My Lords, we are watching two very bizarre events at the same moment: the intense tragedy of people fleeing a burning Europe and trying, mid-holiday, to get out of a desperate place and survive, and the political shenanigans of the two main party leaders being equally indecisive about whether they believe climate change deserves intense heat action—lasering in on what must be the duties of government rather than just the short-term gains of a by-election.

I had responsibility for the climate reduction plan at one of the big four audit firms, with 200,000 people and 170 countries; I was head of corporate responsibility across KPMG. We met and achieved more than our target of 29% carbon reduction over 10 years—we achieved over 35%. That required one major action that I do not yet see contained in any government documents: a deep and detailed information and public awareness campaign for all the staff of the organisation, let alone their families and the public in the towns and cities in which we operated, to ensure that people understood the savage costs of inaction, the necessity of taking action and what that would cost each individual.

Just recently, we watched the end of Glastonbury—how fantastic! But the day after—in particular if you watched on the BBC, which covered it live—you saw literally millions of tonnes of deposited rubbish left behind after the final concert. People abandon carelessly and believe somebody else will take responsibility. This goes to the heart of our adaptive problem; we still do not believe that it is down to us. We still think it is about what government must do, but so much of it is about what I must do, what we must do, and the costs we must be aware of. Then people say, “You’re naive—we can’t afford to add cost burdens on our shopping and energy bills so that we can mitigate appropriately and adapt effectively”.
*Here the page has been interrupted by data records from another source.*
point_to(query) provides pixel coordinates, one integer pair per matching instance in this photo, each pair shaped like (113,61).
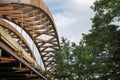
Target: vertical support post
(0,53)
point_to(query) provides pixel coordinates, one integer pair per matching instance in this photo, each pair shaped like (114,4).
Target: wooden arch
(34,17)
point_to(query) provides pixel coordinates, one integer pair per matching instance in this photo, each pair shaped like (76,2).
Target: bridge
(28,38)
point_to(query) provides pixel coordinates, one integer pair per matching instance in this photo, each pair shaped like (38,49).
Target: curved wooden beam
(35,18)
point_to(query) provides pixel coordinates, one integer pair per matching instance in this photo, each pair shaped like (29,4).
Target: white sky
(72,17)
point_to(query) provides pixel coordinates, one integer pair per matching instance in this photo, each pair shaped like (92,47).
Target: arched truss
(33,17)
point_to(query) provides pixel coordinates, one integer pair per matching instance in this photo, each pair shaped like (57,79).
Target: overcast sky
(72,17)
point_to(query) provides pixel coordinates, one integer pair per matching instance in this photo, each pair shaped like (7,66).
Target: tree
(97,57)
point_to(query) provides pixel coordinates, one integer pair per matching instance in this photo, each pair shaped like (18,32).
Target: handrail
(16,47)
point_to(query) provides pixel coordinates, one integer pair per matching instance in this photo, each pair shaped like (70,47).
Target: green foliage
(97,57)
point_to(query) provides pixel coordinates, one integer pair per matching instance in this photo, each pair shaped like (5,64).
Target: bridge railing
(17,48)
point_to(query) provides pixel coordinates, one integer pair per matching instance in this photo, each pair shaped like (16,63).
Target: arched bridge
(28,38)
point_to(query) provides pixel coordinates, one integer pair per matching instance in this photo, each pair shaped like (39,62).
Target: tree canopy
(97,57)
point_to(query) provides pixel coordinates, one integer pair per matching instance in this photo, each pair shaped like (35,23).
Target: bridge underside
(11,68)
(34,18)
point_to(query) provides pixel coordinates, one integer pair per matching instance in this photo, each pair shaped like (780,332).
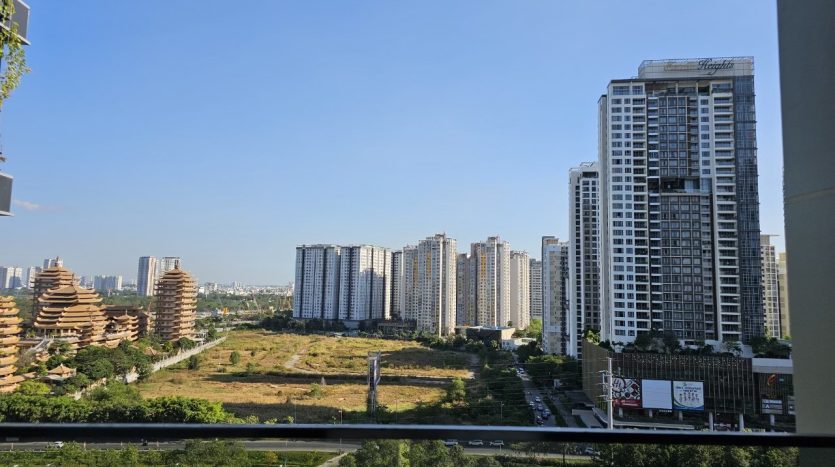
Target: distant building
(583,287)
(436,292)
(783,286)
(146,276)
(175,305)
(316,293)
(410,283)
(536,289)
(490,279)
(168,263)
(11,278)
(680,203)
(554,299)
(464,312)
(397,284)
(364,283)
(770,287)
(350,283)
(520,289)
(31,273)
(107,283)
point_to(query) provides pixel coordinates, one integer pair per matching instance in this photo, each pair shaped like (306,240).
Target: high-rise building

Given the Rhodes situation, I decided to check how many British adults and children are going on holiday in 2023. The figure will work out at just in excess of 53 million adults and children who will take overseas holidays in 2023. There were 49 million last year, and even in the year of Covid it was 8.2 million—how that happened is interesting, but never mind. The reality is that people can afford, in mass numbers, to undertake easy pleasures, but when it comes to affording the cost of responding to the cataclysmic crisis of climate change we are told that we cannot afford it. We can, but citizens will not be aware of that unless the Government make them aware. The Government were remarkable, in the multiple alliances—“a-lie-ances”—of deceit around Brexit, at telling everybody of all the great gains they would have, but now we wonder where anyone is. We must become serious about this issue. If public campaigning is not taken seriously, and if I do not realise what I am costing and what everyone is costing, we will continue to holiday at random and do nothing to change our behaviour.